Bruxism is the technical term for grinding your teeth. It’s a fairly common condition, and a little of it won’t do lasting damage to your teeth. But a lot of it can impact your health in a variety of areas. Because the majority of people grind their teeth while they are sleeping, they usually don’t notice the effects until they start to experience health issues.
Once you do realize you are grinding your teeth – or your dentist notices it when you come in for a dental check-up – your dentist can help you effectively tackle the issue and positively improve both your oral health and overall health.
Most of us don’t have a clue what “bruxism” means. However, if you’ve suffered from bruxism, you know it can be extremely unpleasant.
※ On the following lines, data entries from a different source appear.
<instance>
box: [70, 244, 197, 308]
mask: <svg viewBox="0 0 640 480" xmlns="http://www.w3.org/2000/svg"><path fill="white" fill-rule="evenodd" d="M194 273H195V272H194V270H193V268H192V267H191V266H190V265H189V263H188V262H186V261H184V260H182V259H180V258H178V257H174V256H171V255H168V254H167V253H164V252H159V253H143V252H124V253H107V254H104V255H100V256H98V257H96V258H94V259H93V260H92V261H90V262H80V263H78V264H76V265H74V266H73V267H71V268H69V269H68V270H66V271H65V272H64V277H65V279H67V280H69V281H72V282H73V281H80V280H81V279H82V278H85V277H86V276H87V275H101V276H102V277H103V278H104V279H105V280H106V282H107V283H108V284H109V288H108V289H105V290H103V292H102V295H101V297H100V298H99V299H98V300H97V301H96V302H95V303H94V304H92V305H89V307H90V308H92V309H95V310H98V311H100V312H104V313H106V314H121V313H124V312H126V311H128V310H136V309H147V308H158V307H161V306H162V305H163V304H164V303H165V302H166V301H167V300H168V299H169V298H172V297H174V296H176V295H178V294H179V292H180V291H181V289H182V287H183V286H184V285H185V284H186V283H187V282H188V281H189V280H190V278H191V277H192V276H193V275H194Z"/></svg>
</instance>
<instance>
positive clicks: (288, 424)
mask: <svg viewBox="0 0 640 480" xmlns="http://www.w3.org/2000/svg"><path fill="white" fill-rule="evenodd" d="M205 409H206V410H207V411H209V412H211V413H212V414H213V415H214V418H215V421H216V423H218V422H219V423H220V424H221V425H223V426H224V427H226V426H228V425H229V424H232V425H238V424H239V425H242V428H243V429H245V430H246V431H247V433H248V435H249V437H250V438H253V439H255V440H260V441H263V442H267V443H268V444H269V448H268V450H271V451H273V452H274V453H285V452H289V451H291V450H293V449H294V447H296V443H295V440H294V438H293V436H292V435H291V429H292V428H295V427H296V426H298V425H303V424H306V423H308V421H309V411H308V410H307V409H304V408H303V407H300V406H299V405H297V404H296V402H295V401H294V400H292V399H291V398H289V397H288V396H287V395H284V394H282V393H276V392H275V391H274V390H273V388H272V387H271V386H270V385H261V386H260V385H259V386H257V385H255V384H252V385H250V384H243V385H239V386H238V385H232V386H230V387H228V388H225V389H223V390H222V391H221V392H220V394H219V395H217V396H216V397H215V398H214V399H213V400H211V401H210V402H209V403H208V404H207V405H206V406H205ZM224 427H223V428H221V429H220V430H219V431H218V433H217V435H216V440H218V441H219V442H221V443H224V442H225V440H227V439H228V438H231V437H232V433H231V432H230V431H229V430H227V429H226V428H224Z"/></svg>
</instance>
If you’ve sought treatment, then you also know that your dentist can be a lifeline to dealing with the effects of bruxism.
What are the symptoms of bruxism?
Grinding or clenching your teeth (it may be so loud that other people notice it)
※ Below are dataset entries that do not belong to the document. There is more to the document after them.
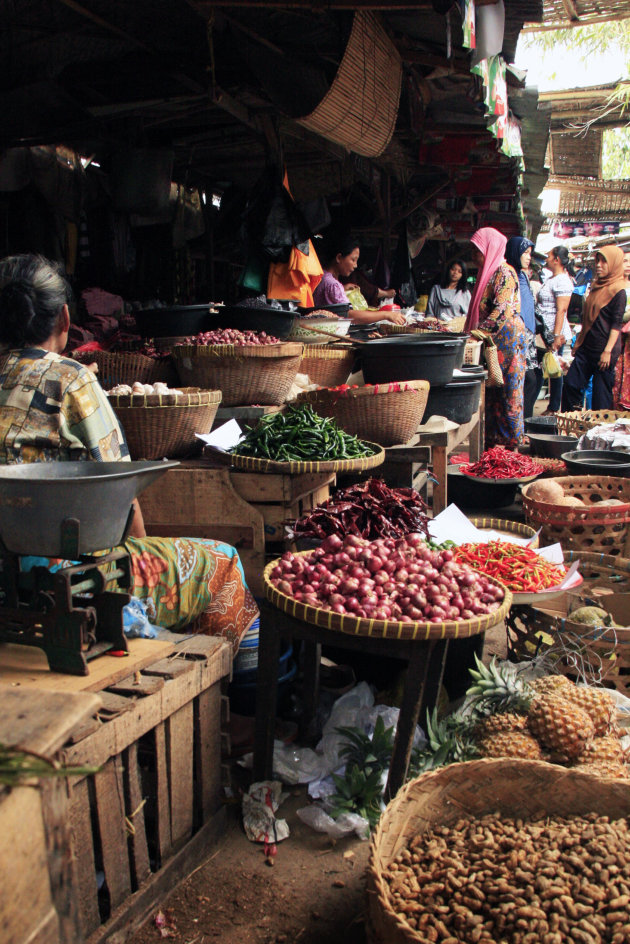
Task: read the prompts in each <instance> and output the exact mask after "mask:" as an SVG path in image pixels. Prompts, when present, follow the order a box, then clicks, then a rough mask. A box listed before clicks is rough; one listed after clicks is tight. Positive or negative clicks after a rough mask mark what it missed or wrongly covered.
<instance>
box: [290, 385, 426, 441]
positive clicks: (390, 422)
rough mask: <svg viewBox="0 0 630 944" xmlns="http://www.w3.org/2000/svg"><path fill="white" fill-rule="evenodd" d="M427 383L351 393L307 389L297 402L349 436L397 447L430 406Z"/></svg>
mask: <svg viewBox="0 0 630 944" xmlns="http://www.w3.org/2000/svg"><path fill="white" fill-rule="evenodd" d="M429 389H430V384H429V382H428V380H409V381H405V382H402V383H390V384H376V385H375V386H372V385H371V384H368V385H366V386H365V387H356V388H354V387H351V388H350V389H348V390H308V391H306V392H304V393H301V394H299V396H298V398H297V399H298V403H309V404H310V405H311V406H312V407H313V409H314V410H315V412H316V413H319V415H320V416H331V417H333V419H335V420H336V422H337V424H338V425H339V426H341V428H342V429H345V431H346V432H347V433H350V434H351V435H353V436H358V437H359V439H367V440H369V441H370V442H377V443H380V445H381V446H398V445H400V444H402V443H406V442H409V440H410V439H411V437H412V436H414V435H415V433H416V432H417V430H418V426H419V425H420V423H421V422H422V417H423V416H424V411H425V409H426V406H427V399H428V396H429Z"/></svg>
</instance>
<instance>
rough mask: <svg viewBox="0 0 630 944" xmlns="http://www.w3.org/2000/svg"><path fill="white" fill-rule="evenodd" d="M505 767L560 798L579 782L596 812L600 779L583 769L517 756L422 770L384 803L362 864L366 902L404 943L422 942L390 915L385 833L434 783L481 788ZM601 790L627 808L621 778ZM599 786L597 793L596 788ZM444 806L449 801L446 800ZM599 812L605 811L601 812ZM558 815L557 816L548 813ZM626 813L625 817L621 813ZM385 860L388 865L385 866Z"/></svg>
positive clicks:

Chipped, flattened, fractured or loose teeth
Extra tooth sensitivity
A feeling of soreness or tightness in your face or jaw
Headache or dull earache
Tinnitus – commonly called ringing in your ears
What are the causes of bruxism?
Although an exact cause of bruxism hasn’t been discovered by medical scientists, there are several causes (physical and psychological) that have been linked to bruxism.
“Negative emotions”: Stress, anger, anxiety and frustration have all been connected to bruxism as triggers.
Concentrating: To reduce stress or concentrate, people will often clench or grind their teeth (and they are usually not aware of this habit).
Alignment: Malocclusion – commonly called poor teeth alignment can lead to bruxism.
Sleep Apnea: Bruxism can be exacerbated by sleep apnea.
Other Causes: Medical disorders, some psychiatric medications, and even acid reflux can impact teeth grinding.
Available treatment options
Often, a person with bruxism will either grow out of the condition or have a less intense form of the condition that doesn’t need to be treated. However, if you have a more intense form of bruxism, there are an array of treatment options to choose from, including:
Dental Intervention: Relief from the effects of bruxism can often be found by a visit to your dentist. After doing a thorough examination, they may recommend splints or a mouth guard to stop further damage to your teeth. Your dentist will also check for misalignment of your teeth – which may be a culprit for your bruxism – and then determine a treatment plan that is appropriate.
Therapeutic Approaches: If your bruxism is based on psychological factors, different therapeutic approaches that focus on the underlying cause can be successful. These include behavior therapy, stress management, and/or biofeedback.
Medications: Generally, medications aren’t used to treat bruxism, but in severe cases a doctor may prescribe Botox injections or muscle relaxants to prevent grinding.
If you can get a good grasp of bruxism’s symptoms, causes, and treatments, you have a good chance of finding success in controlling or eliminating bruxism. That’s bound to let you rest easy knowing that grinding your teeth isn’t wearing down your health.